The constraint solver works on a set of discrete bounded variables. In the solving process the first step is to go through all constraints and remove values which aren't possible i.e if we have a `all_different([x,y])`

constraint and `x`

is fixed to 3 it can be removed from the possible set of values for `y`

directly.

Now that `y`

changed this might lead to further improvements by calling constraints where `y`

is involved. By improvement I mean that the search space gets smaller.

After this step it might turn out that the problem is infeasible or solved but most of the time it's not yet known. That is when backtracking comes in to play.

### Backtracking

In backtracking we split the current model into several models in each of them we fix a variable to one particular value. This creates a tree structure. The constraint solver decides how to split the model into several parts. Most often it is useful to split it into a few parts rather than many parts. That means if we have two variables `x`

and `y`

and `x`

has 3 possible values after the first step and `y`

has 9 possible values we rather choose `x`

to create three new branches in our tree than 9. This is useful as we get more information per solving step this way.

After we fix a value we go into one of the open nodes. An open node is a node in the tree which we didn't split yet (it's a leaf node) and is neither infeasible nor is a fixed solution.

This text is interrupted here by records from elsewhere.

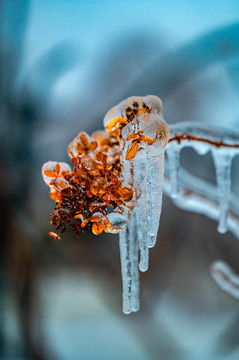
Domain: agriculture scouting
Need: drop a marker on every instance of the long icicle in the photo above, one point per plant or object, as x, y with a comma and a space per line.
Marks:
222, 160
129, 267
141, 211
173, 151
155, 175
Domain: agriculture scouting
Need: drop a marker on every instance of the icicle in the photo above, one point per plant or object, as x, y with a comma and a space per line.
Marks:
155, 174
173, 161
222, 160
225, 277
141, 210
129, 267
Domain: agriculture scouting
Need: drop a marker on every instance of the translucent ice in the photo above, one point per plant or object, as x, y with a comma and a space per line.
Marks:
225, 277
222, 160
129, 267
173, 150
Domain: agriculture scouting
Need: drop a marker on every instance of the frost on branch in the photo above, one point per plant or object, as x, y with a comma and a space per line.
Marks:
116, 183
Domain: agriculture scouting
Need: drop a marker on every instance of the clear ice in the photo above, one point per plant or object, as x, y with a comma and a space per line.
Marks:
225, 277
145, 172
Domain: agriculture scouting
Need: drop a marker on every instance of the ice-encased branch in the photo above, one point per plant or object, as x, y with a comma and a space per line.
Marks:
203, 197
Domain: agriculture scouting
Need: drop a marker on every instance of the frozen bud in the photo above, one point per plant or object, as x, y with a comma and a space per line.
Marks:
53, 169
150, 129
129, 109
82, 144
102, 137
60, 184
118, 222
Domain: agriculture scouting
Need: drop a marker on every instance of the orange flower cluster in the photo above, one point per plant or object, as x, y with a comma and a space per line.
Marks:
87, 196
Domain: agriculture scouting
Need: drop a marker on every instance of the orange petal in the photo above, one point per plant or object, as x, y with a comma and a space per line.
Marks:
54, 194
79, 216
93, 145
49, 173
84, 139
114, 179
84, 223
147, 139
57, 168
133, 136
96, 217
97, 228
54, 235
89, 193
132, 150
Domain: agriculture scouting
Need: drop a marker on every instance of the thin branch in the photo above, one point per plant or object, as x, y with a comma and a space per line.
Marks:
185, 136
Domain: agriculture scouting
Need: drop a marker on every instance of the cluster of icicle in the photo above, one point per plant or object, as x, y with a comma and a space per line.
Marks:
145, 171
194, 194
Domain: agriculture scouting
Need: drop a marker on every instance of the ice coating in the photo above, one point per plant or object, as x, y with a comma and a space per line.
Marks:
222, 160
128, 109
223, 145
129, 267
143, 134
225, 277
173, 152
53, 169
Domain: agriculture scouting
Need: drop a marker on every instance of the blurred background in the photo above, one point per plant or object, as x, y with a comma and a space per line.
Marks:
63, 64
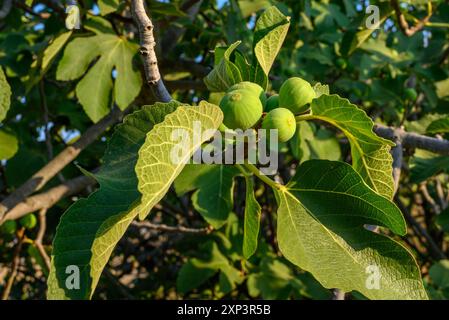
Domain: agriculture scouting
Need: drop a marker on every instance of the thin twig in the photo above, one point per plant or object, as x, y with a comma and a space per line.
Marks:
40, 236
403, 24
434, 248
338, 294
413, 140
397, 154
6, 8
48, 198
428, 197
15, 264
147, 44
166, 228
52, 168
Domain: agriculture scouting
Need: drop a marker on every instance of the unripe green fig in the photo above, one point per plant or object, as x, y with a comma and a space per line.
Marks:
283, 120
9, 227
29, 221
258, 90
341, 63
272, 103
295, 95
241, 109
411, 94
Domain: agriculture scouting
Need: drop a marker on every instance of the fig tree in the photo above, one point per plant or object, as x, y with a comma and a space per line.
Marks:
295, 94
241, 109
29, 221
272, 103
283, 120
258, 90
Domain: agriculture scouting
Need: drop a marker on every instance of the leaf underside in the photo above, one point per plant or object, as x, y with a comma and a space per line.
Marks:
321, 218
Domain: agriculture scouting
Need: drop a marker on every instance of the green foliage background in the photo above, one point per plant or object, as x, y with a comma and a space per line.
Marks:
57, 83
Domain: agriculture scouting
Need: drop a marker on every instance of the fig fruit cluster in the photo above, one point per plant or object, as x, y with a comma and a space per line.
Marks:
245, 103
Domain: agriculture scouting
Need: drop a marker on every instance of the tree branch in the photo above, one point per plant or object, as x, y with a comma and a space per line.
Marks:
15, 264
403, 24
413, 140
165, 228
40, 236
47, 199
53, 167
6, 8
148, 53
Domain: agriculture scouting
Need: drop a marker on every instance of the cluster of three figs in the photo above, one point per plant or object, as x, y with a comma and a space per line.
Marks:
245, 103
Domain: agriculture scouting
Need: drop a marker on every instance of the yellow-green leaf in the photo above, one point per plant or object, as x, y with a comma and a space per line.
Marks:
156, 168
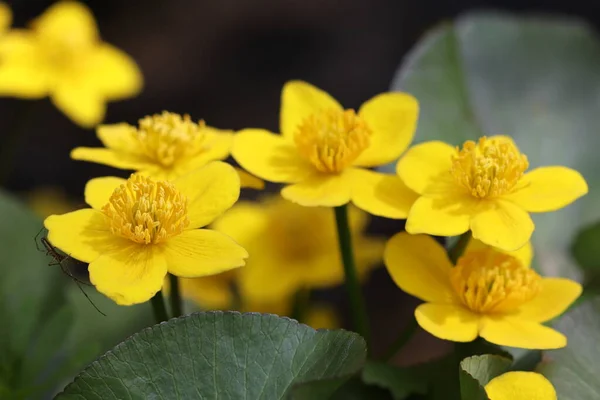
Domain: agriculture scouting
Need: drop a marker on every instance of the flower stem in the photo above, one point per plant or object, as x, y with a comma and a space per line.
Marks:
158, 306
459, 248
357, 303
404, 337
175, 296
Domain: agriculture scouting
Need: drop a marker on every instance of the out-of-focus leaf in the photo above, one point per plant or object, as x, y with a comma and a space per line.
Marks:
477, 371
226, 355
534, 78
573, 370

There are two kind of problems which have a different backtracking strategy. One of them is a feasibility problem like solving sudokus and the other one is an optimization problem like graph coloring.

In the first way we try one branch until we reach a leaf node and then backtrack until we prove that the problem is infeasible or stop when we found a feasible solution.

For optimization problems a node is chosen which has the best bound (best possible objective) and if there are several ones the one with the highest depth is chosen.

In general the solver saves what changed in each step to be able to update the current search space when jumping to a different open node in the tree.